Medtronic Recalls StrataMR Adjustable Valves and Shunts Which May Cause Fluid Buildup in the Brain
The FDA has identified this as a Class I recall, the most serious type of recall. Use of these devices may cause serious injuries or death.
- Recalled Product: StrataMR Adjustable Valves and Shunts
- Device Model Numbers: Valve, Small - 42955; Valve, Regular - 42965; Shunt Assembly, Small - 46955; Shunt Assembly, Regular - 46965, Snap Shunt Assembly, Small - 46960; Snap Shunt Assembly, Regular - 46970
- Lot Numbers: E03581, E03582, E04352, E04353, E05120, E05121, E06015, E06016, E06138, E06139, E06412, E06476, E09475, E09619, E11655, E11656, E12041, E12265, E12266, E12272, E12273, E12556, E12620, E12752, E12753, E12779, E12780, E12932, E12933, E12934, E12935, E12950, E12951, E12952, E12953, E13482, E13483, E13484, E13485, E13573, E13576, E13641, E13698, E14270, E14518, E14519, E14748, E16247, E18555, E18556, E18557, E18558, E18559, E18560, E19084, E19540, E19670, E19671, E19866, E19867, E22208, E22242
- Manufacturing Dates: October 27, 2015 to November 11, 2016
- Distribution Dates: January 7, 2016 to February 21, 2017
- Devices Recalled in the U.S.: 1,796 units
Medtronic StrataMR adjustable valves and shunts are used in the management of hydrocephalus. The device provides continuous cerebrospinal fluid flow from the ventricles of the brain into the right atrium of the heart or peritoneal cavity. The design allows the health care provider to non-invasively adjust the valve pressure with a magnetic tool.
Reason for Recall
Medtronic is recalling the StrataMR Adjustable Valves and Shunts due to a design problem which may cause the valve opening pressures to be higher than specified and increase the resistance to the cerebrospinal fluid flow. If this occurs, there is the potential for under-drainage of fluid. Underdrainage occurs when the cerebral spinal fluid is not removed quickly, fluid builds up in the brain cavity and the symptoms of hydrocephalus recur. The use of affected product may cause serious adverse health consequences, including headaches, nausea, vomiting, coma, and death.
Who May be Affected
- Health care providers using StrataMR Adjustable Valves and Shunts
- All patients undergoing procedures involving StrataMR Adjustable Valves and Shunts
What to Do
On, February 22 2017, Medtronic sent an Urgent Medical Device Recall letter to affected customers. The notice also asked customers to:
- Discontinue use of the affected product.
- Account for the number of product units implanted or discarded, and return any unused products by completing individualized customer product accountability form provided in Attachment A of the letter.
- Return unused products to Medtronic.
- If any of the indicated products have been implanted in patients, see the valve adjustments instructions in Attachment B for continued patient care.

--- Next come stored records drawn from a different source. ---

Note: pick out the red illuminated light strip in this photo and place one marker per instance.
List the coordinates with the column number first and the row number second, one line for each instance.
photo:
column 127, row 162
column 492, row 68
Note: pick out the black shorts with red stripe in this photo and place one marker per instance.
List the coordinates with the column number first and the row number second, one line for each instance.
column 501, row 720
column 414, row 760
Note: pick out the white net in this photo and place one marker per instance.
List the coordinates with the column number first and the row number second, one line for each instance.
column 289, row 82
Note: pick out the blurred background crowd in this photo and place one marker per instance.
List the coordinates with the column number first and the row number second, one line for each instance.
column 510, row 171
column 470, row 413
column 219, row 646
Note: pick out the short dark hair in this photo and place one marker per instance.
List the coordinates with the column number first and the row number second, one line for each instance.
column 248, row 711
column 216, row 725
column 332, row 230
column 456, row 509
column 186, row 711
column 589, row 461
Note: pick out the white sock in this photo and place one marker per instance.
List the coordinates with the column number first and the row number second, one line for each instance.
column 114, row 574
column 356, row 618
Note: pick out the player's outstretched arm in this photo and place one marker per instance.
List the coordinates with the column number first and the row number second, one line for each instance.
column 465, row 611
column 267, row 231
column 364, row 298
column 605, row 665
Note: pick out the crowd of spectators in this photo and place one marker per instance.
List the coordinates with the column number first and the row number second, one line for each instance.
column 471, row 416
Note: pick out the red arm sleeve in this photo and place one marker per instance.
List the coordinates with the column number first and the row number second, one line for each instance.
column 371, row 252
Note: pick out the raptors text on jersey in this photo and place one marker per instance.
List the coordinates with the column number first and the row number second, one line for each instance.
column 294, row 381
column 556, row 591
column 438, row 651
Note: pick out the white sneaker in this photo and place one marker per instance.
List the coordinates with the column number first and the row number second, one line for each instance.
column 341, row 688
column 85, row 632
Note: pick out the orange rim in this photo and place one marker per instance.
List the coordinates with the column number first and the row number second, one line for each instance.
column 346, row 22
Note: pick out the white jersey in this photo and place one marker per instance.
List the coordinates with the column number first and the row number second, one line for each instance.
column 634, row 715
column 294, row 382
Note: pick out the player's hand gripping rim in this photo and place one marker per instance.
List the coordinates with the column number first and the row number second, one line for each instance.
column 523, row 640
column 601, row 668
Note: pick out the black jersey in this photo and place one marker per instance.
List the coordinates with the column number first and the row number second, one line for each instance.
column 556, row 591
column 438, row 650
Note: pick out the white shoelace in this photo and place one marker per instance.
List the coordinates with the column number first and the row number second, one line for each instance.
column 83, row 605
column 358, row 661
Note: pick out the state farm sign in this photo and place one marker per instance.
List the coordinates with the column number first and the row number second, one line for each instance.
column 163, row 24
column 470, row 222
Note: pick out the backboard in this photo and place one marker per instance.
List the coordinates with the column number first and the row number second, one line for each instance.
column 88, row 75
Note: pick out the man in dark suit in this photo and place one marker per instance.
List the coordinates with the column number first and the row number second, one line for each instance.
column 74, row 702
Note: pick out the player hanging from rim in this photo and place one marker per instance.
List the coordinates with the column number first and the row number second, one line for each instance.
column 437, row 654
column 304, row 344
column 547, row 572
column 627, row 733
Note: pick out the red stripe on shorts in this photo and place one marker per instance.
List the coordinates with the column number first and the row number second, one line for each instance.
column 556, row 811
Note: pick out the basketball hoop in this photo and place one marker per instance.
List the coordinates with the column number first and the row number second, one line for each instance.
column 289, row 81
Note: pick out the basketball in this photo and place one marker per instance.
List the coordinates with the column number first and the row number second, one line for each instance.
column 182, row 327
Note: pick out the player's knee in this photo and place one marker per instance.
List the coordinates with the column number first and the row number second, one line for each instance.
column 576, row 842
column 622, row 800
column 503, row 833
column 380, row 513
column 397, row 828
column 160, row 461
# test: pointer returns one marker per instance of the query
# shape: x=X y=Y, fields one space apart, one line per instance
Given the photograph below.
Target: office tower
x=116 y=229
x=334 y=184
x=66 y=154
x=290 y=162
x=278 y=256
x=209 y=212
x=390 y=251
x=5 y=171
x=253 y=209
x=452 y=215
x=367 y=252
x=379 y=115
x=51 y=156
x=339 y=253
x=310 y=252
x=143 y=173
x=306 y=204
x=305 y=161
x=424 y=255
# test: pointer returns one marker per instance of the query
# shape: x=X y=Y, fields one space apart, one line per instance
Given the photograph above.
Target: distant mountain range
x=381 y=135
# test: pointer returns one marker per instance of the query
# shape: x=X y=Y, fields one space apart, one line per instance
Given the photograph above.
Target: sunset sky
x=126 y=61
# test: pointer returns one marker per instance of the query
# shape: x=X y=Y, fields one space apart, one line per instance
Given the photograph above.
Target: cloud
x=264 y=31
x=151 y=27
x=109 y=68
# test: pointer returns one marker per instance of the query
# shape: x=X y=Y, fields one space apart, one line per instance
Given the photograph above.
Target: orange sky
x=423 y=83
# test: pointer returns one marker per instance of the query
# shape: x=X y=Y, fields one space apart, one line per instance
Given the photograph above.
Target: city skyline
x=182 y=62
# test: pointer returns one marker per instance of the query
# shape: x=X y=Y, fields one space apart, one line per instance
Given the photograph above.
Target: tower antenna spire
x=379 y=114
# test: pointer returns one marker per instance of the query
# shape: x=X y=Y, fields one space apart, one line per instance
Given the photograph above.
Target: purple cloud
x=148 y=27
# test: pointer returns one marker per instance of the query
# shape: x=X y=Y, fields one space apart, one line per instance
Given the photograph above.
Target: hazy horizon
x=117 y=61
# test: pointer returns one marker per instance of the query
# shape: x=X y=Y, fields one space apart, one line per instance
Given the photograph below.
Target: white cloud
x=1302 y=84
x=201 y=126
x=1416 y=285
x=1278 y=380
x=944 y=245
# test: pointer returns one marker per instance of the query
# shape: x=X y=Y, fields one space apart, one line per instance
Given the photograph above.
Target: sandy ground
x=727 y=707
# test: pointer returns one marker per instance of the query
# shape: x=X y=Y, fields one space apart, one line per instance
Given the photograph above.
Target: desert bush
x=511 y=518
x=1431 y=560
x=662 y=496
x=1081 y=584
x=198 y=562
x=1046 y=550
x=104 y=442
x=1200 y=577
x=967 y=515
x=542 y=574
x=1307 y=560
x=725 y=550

Customers with questions related to this recall are instructed to contact Medtronic by phone at 1-800-335-9557 between the hours of 8am and 6pm (EST) or by e-mail at RS.MNSFCA@Medtronic.com.
Date Recall Initiated
February 22, 2017
How do I report a problem?
Health care professionals and consumers may report adverse reactions or quality problems they experienced using these devices to MedWatch: The FDA Safety Information and Adverse Event Reporting Program either online, by regular mail or by FAX to 1-800-FDA-0178.